I commissioned an artwork of Ebb. It has an interesting backstory to a creative project of mine.
So I don't believe I've mentioned anything on my blog about this yet, but I've been really struggling with my emotions and my self lately. Earlier in the year I decided to work on a new creative project after shooting the shit with ChatGPT. I was telling the AI that when I lived in Lake Isabella, CA I wanted to open my own radio station. There were only two in the valley when I was growing up: oldies and country. So if you weren't into either of those, you were fucked unless you drove an hour to Bakersfield or were one of select few who had internet. ChatGPT mentioned I should start my own radio show, and shortly after OwO Radio was born. The goal of this show was me talking about things in my life, and curating music that I thought went with the theme or story that I enjoyed. It was a great mix of music and life. However shortly after getting started the show grew its own identity and quickly became a deep dive into my psychology. But not by telling you about it, but by showing you.
I knew right off the bat I wanted to do the show in seasons. This would allow me to set a goal line for myself so it didn't feel like a permanent commitment. I was trying to beat my ADHD here. With the idea that there would be a season came the idea that Season One would be kinda an introductory season but also cover my experience in the year 2024. The year 2024 was a difficult year for me. I didn't know the why at the time, but I was struggling with autistic burnout episodes as I kept trying to force myself to accommodate time and energy for friends. Not a fault of theirs, but not one of mine either. I also came to several realizations about myself that forced me to keep a secret. Something I hate doing and that secret became a rift between me and my friends as I couldn't say anything about it, and because of this I felt like I couldn't connect with any of them.
So Season 1 of OwO Radio was an intense ride. It started out with me talking about things like Hiraeth, a feeling like I would never find home, Pride and how I came to find it, The Holy Trinity (what I call the months of October, November, and December) and then it dove into my brain. It became clear in the show that I (Mikel) was using my fursona as a mask in the story and over the course of the season I started to let myself have and use my own voice and let my character, Ebb, have his own. It became a showcase of id versus ego as I dived deeper and deeper into the parts of myself I really didn't want to talk about. Those things, I let Ebb do the talking for me. I even went as far as to use my secret alt fursona that I never told anyone about to go even deeper in what was the darkest episode I'd done called Bruno. That episode killed me to make. I went on to talk about things I just don't talk in earnest about with people like being molested, being a bit of a pervert, and why I feel the need to reset. Reset is what I call this stupid thing I do when I delete all of my online presence and then go off the map. Sometimes it's for days, sometimes weeks, sometimes even longer. In the final episode Mikel had to deal with the aftermath of the reset where he's deleted Ebb and is all alone. Ebb had become his best friend at this point in the show, not just the tool to dive into the brain, and this was to simulate how alone I really feel in this reset process after I push friends away and isolate myself away from family.
I guess I wanted to showcase the fact that since I always feel so alone in life, sometimes I go through this reset just to prove to myself that I am alone.
Anyways, I had David listening to the show as I was creating the episodes and he was into it. He would laugh and roll his eyes at the jokes (since I often use very crass humor as contrast if I'm about to go into dark territory) and he would cry at the episodes. It felt amazing. I felt seen watching him listen to them, and I'll be honest, there was something about seeing him react to my stories that always had me choking back tears. Something I don't get to feel too often.

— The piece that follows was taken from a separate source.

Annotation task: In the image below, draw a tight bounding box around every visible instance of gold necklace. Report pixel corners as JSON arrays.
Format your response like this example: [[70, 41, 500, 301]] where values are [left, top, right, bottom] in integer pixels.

So after I conquered my ADHD and finished season one I made a little teaser for him and snuck it into the middle of a song to let him know that I was already well in progress working on a season two. This time I wanted to let Ebb be completely unleashed. No more masking. He was still me, but he was his own character. Like his own slice of me, to the point where he even has different beliefs and values (something I struggle with where I have competing beliefs and ideas). In the teaser Ebb was making a crass joke about enjoying a knotsicle but it had to be green. He thinks red is overrated since everyone loves red rockets, etc. His own member is green so it was a self-inflating comment.
So I wanted to get artwork of Ebb enjoying nothing else but a green knotsicle. So I commissioned an artist on FurAffinity and got my artwork. It's amazing.